Is there any reason Amtrak can't switch the NEC to 25kV 60Hz AC along the whole route as electrical equipment is replaced?


----------



## AlanB (Aug 4, 2009)

Crescent ATN & TCL said:


> jis said:
> 
> 
> > acelafan said:
> ...


Start with money, then move to the fact that it's not like one can just convert one small section at a time. You pretty much have to convert the entire corridor at once. Add to that equation that you've still got Metro North in the middle.


----------



## jis (Aug 4, 2009)

AlanB said:


> Start with money, then move to the fact that it's not like one can just convert one small section at a time. You pretty much have to convert the entire corridor at once. Add to that equation that you've still got Metro North in the middle.


I think the real issue is money. Also it seems to me that of the various possible combinations the one that MNRR has chosen probably makes the best use of any available money, i.e. convert to commercial frequency and constant tension. Commercial frequency so that it takes Amtrak out of the business of maintaining its own conversion facilities and constant tension to enable higher speed and require fewer heat related speed restrictions. Not going to 25kV avoids the problem of dealing with creating additional clearance in tight areas which could cost a pretty penny in civil engineering work.

Note that even without changing the voltage it is taking MNRR over 15 years to complete the conversion of their section. Strictly speaking the corridor is electrically segmented and the conversion could be done segment by segment. If voltage is not changed such a method will work even in areas where Arrow IIIs and Silverliners operate, which do not have automatic tap changin facilities to allow automatic changeover from 12kV to 25kV and back.


----------



## acelafan (Aug 4, 2009)

jis said:


> Note that even without changing the voltage it is taking MNRR over 15 years to complete the conversion of their section.

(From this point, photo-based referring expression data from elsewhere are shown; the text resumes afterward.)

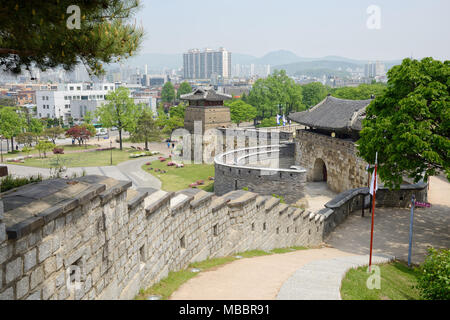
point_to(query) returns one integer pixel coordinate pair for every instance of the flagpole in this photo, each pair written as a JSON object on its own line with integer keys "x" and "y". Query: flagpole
{"x": 373, "y": 211}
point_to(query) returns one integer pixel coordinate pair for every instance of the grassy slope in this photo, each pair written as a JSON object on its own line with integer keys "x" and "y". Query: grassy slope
{"x": 33, "y": 151}
{"x": 82, "y": 159}
{"x": 174, "y": 280}
{"x": 397, "y": 282}
{"x": 179, "y": 179}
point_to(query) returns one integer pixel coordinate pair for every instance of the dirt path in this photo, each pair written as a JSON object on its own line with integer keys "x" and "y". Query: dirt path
{"x": 391, "y": 231}
{"x": 257, "y": 278}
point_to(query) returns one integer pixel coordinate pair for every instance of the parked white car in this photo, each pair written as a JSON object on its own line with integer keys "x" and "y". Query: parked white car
{"x": 101, "y": 131}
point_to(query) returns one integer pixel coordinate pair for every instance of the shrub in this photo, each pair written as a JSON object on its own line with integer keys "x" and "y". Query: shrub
{"x": 279, "y": 197}
{"x": 10, "y": 182}
{"x": 434, "y": 278}
{"x": 58, "y": 150}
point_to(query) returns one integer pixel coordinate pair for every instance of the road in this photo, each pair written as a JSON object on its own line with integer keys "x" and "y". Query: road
{"x": 129, "y": 171}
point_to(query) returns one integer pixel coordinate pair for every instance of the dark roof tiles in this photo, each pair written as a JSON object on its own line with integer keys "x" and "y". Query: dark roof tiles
{"x": 334, "y": 114}
{"x": 205, "y": 94}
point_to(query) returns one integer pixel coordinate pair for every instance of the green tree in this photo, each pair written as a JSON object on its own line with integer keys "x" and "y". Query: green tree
{"x": 11, "y": 124}
{"x": 178, "y": 111}
{"x": 8, "y": 102}
{"x": 434, "y": 275}
{"x": 278, "y": 93}
{"x": 361, "y": 92}
{"x": 44, "y": 146}
{"x": 241, "y": 111}
{"x": 184, "y": 88}
{"x": 168, "y": 92}
{"x": 88, "y": 117}
{"x": 26, "y": 138}
{"x": 409, "y": 125}
{"x": 53, "y": 133}
{"x": 119, "y": 112}
{"x": 313, "y": 93}
{"x": 35, "y": 126}
{"x": 146, "y": 129}
{"x": 46, "y": 36}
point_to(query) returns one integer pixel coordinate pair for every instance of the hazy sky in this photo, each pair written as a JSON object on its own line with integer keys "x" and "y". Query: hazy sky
{"x": 312, "y": 28}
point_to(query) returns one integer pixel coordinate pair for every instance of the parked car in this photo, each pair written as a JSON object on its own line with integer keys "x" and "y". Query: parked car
{"x": 101, "y": 131}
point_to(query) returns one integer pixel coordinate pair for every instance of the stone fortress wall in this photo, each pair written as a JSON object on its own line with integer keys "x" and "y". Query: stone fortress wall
{"x": 344, "y": 169}
{"x": 261, "y": 170}
{"x": 119, "y": 240}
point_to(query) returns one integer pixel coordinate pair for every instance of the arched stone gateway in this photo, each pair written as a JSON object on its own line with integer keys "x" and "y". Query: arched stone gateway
{"x": 320, "y": 173}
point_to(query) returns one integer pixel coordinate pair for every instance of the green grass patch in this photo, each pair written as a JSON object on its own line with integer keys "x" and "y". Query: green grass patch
{"x": 174, "y": 280}
{"x": 397, "y": 283}
{"x": 176, "y": 179}
{"x": 34, "y": 151}
{"x": 254, "y": 253}
{"x": 287, "y": 250}
{"x": 167, "y": 286}
{"x": 81, "y": 159}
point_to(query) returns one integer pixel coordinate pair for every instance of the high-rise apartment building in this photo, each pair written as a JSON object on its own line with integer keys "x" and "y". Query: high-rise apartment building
{"x": 207, "y": 64}
{"x": 374, "y": 69}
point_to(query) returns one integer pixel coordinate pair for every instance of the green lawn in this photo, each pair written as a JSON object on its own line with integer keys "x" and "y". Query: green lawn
{"x": 34, "y": 151}
{"x": 180, "y": 179}
{"x": 397, "y": 283}
{"x": 81, "y": 159}
{"x": 174, "y": 280}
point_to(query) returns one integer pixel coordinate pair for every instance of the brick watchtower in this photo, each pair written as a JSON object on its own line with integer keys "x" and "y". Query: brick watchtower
{"x": 206, "y": 105}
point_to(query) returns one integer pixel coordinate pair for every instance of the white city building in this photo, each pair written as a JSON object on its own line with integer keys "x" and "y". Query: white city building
{"x": 207, "y": 64}
{"x": 71, "y": 100}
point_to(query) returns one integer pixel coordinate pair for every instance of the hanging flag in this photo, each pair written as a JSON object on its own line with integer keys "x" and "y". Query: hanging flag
{"x": 374, "y": 182}
{"x": 373, "y": 192}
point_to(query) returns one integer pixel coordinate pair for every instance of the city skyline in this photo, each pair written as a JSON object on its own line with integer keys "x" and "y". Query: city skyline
{"x": 312, "y": 30}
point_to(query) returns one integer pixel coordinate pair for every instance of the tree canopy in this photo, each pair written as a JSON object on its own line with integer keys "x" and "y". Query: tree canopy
{"x": 361, "y": 92}
{"x": 11, "y": 123}
{"x": 409, "y": 125}
{"x": 168, "y": 92}
{"x": 313, "y": 93}
{"x": 278, "y": 93}
{"x": 240, "y": 111}
{"x": 146, "y": 129}
{"x": 184, "y": 88}
{"x": 119, "y": 111}
{"x": 64, "y": 33}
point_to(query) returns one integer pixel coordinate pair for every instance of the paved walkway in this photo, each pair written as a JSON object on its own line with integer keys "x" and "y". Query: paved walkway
{"x": 129, "y": 171}
{"x": 257, "y": 278}
{"x": 321, "y": 280}
{"x": 317, "y": 194}
{"x": 391, "y": 230}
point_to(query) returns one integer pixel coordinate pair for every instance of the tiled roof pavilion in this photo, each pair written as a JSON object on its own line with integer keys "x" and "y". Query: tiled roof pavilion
{"x": 333, "y": 114}
{"x": 205, "y": 94}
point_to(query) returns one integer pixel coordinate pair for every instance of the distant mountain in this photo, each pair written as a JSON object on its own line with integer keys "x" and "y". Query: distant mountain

So MNRR will have constant tension cat from end-to-end in their domain of the NEC? Will Amtrak be able to capitalize on that improvement for faster speed or will other upgrades need to occur first? Granted I am sure the speed increases wouldn't be huge, but shave a minute here, a minute there and it all adds up.


----------



## jis (Aug 4, 2009)

acelafan said:


> So MNRR will have constant tension cat from end-to-end in their domain of the NEC? Will Amtrak be able to capitalize on that improvement for faster speed or will other upgrades need to occur first? Granted I am sure the speed increases wouldn't be huge, but shave a minute here, a minute there and it all adds up.


AFAIK no speed changes are planned for the MNRR section of the NEC, and yes MNRR will have CT catenary end to end when they are done.


----------



## Green Maned Lion (Aug 4, 2009)

jis said:


> Note that even without changing the voltage it is taking MNRR over 15 years to complete the conversion of their section. Strictly speaking the corridor is electrically segmented and the conversion could be done segment by segment. If voltage is not changed such a method will work even in areas where Arrow IIIs and Silverliners operate, which do not have automatic tap changin facilities to allow automatic changeover from 12kV to 25kV and back.


Someone told me that switching an Arrow from Pennsy cat to DLW cat frequencies is as simple as flicking a switch, but that the switch is located somewhere where only MMC can get to it. They said that hooking up a switch would be simple and then carped about why NJT hasn't done it. I am uncharacteristically using "they say" because they are not a technically oriented person, and I seriously doubt that it can be done this simply... NJT isn't dumb enough to not do something that simple for flexibility if it was, indeed, that simple. Does anyone know?


----------



## jis (Aug 4, 2009)

Green Maned Lion said:


> Someone told me that switching an Arrow from Pennsy cat to DLW cat frequencies is as simple as flicking a switch, but that the switch is located somewhere where only MMC can get to it. They said that hooking up a switch would be simple and then carped about why NJT hasn't done it. I am uncharacteristically using "they say" because they are not a technically oriented person, and I seriously doubt that it can be done this simply... NJT isn't dumb enough to not do something that simple for flexibility if it was, indeed, that simple. Does anyone know?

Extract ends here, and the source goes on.